[FIFH2025] Nan Goldin, la fureur de vivre d’une artiste hors norme

Dans Toute la beauté et le sang versé, la photographe et activiste Nan Goldin se dévoile comme jamais. Sacré Lion d’or à la Mostra de Venise en 2023, le film retrace avec brio sa vie dans les milieux underground, en filigrane de son combat actuel contre la crise des opioïdes aux États-Unis.

Rien ne prédestinait Nan Goldin à devenir une icône flamboyante de la marginalité. Née en 1953 au sein d’une famille juive ashkénaze de la middle class américaine, elle étouffe sous les normes austères qu’on tente de lui imposer. Le suicide de sa sœur, enfermée en hôpital psychiatrique, puis le silence insupportable de ses parents l’arrachent à l’idée d’une vie « normale ». La jeune photographe en devenir prend la fuite.

Dès lors, Nan Goldin choisit les marges comme refuge et comme source d’inspiration. Son ami, le photographe David Armstrong, l’introduit dans le monde des drag queens, où son regard unique sur la marginalité prend forme. L’artiste ne quittera plus jamais l’underground. Hippies, travailleuses du sexe, communautés queer, artistes fauchés : tous deviennent sa famille, sa « tribu ».

Quête de vérité

Tout au long du documentaire, ses photos se succèdent.
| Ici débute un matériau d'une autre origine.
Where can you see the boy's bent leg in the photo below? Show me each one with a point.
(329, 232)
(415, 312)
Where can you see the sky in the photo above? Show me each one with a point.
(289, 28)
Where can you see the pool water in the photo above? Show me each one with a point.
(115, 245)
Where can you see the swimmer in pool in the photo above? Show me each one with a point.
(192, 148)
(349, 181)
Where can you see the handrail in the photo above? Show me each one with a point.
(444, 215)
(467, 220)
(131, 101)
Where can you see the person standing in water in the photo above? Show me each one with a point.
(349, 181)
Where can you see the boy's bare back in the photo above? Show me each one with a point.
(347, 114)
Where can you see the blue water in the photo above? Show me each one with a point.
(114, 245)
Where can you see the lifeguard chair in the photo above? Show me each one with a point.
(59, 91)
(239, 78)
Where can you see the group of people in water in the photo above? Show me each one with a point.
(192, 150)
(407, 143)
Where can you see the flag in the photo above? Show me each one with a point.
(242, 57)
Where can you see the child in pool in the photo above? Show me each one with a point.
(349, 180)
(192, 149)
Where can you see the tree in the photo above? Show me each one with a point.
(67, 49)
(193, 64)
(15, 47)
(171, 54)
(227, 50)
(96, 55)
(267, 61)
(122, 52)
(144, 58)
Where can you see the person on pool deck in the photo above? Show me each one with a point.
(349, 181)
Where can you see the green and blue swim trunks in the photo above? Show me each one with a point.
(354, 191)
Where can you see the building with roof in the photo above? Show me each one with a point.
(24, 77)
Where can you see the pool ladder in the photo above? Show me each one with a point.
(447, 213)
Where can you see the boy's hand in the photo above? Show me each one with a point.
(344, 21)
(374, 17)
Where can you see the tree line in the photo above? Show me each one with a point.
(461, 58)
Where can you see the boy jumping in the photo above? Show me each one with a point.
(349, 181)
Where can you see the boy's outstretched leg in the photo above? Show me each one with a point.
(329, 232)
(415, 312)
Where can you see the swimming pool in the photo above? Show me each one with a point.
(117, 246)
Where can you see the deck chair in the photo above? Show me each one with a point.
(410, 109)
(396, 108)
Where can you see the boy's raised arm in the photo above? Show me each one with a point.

Tellement brutes, tellement vivantes que certaines semblent presque en mouvement, nourries par les commentaires de sa voix rocailleuse – quasiment la seule qu’on entendra. 

Au silence de ses parents, Nan Goldin oppose une quête de vérité totale, à travers une photographie sans filtre, trash, parfois violente. Son appareil photo, qu’elle ne quitte plus depuis l’adolescence, devient à la fois un bouclier et un miroir. C’est une première dans le monde de l’art : l’artiste se dévoile entièrement, aussi bien dans ses rapports sexuels qu’après son passage à tabac par son ex-petit ami.

En ressort une série photographique intitulée La Ballade de la dépendance sexuelle, un cri rageur né de la nécessité vitale de prouver que ces vies marginales existent et qu’elles sont politiques. Nan Goldin fait de sa vie un documentaire et photographie ses amis de la première rencontre jusqu’au cercueil — comme l’artiste et écrivaine Cookie Müller, morte tragiquement du sida.

Une vie de combats

À plus de soixante-dix ans, la photographe, désormais exposée dans les plus grands musées du monde, n’a rien perdu de sa fureur de vivre. Devenue accro à l’OxyContin à la suite d’ une opération banale, l’ancienne héroïnomane comprend rapidement qu’elle a été prise dans un engrenage industriel. Cet antidouleur, en plus d’être extrêmement addictif, a provoqué des overdoses par centaine de milliers.

Le documentaire raconte comment, après quelques recherches, elle découvre que derrière l’explosion de ces opioïdes se trouve la famille Sackler, mécène des plus grands musées du monde (le Louvre, le Guggenheim, le Met, etc.), où elle expose depuis des années. En réaction, avec son collectif PAIN, elle décide de rendre cette responsabilité visible. Le groupe d’activistes mène des interventions spectaculaires dans les musées financés par les Sackler : die-in au Met, pluies de fausses ordonnances au Guggenheim de New York… Jusqu’au procès. Victoire : Nan Golding et ses acolytes obtiennent le retrait du mécénat Sackler de plusieurs de ces institutions culturelles à partir de 2021.

Cette quête de vérité, l’artiste – toujours aussi intransigeante – finit par la mener aussi au sein de sa propre famille. Dans une ultime scène déchirante, son enquête questionne le rôle de sa mère dans l’internement de sa sœur en psychiatrie, blessure originelle qui impactera toute son existence.

Jean-Baptiste Stoecklin

Toute la beauté et le sang versé, Laura Poitras, film américain, 2h07.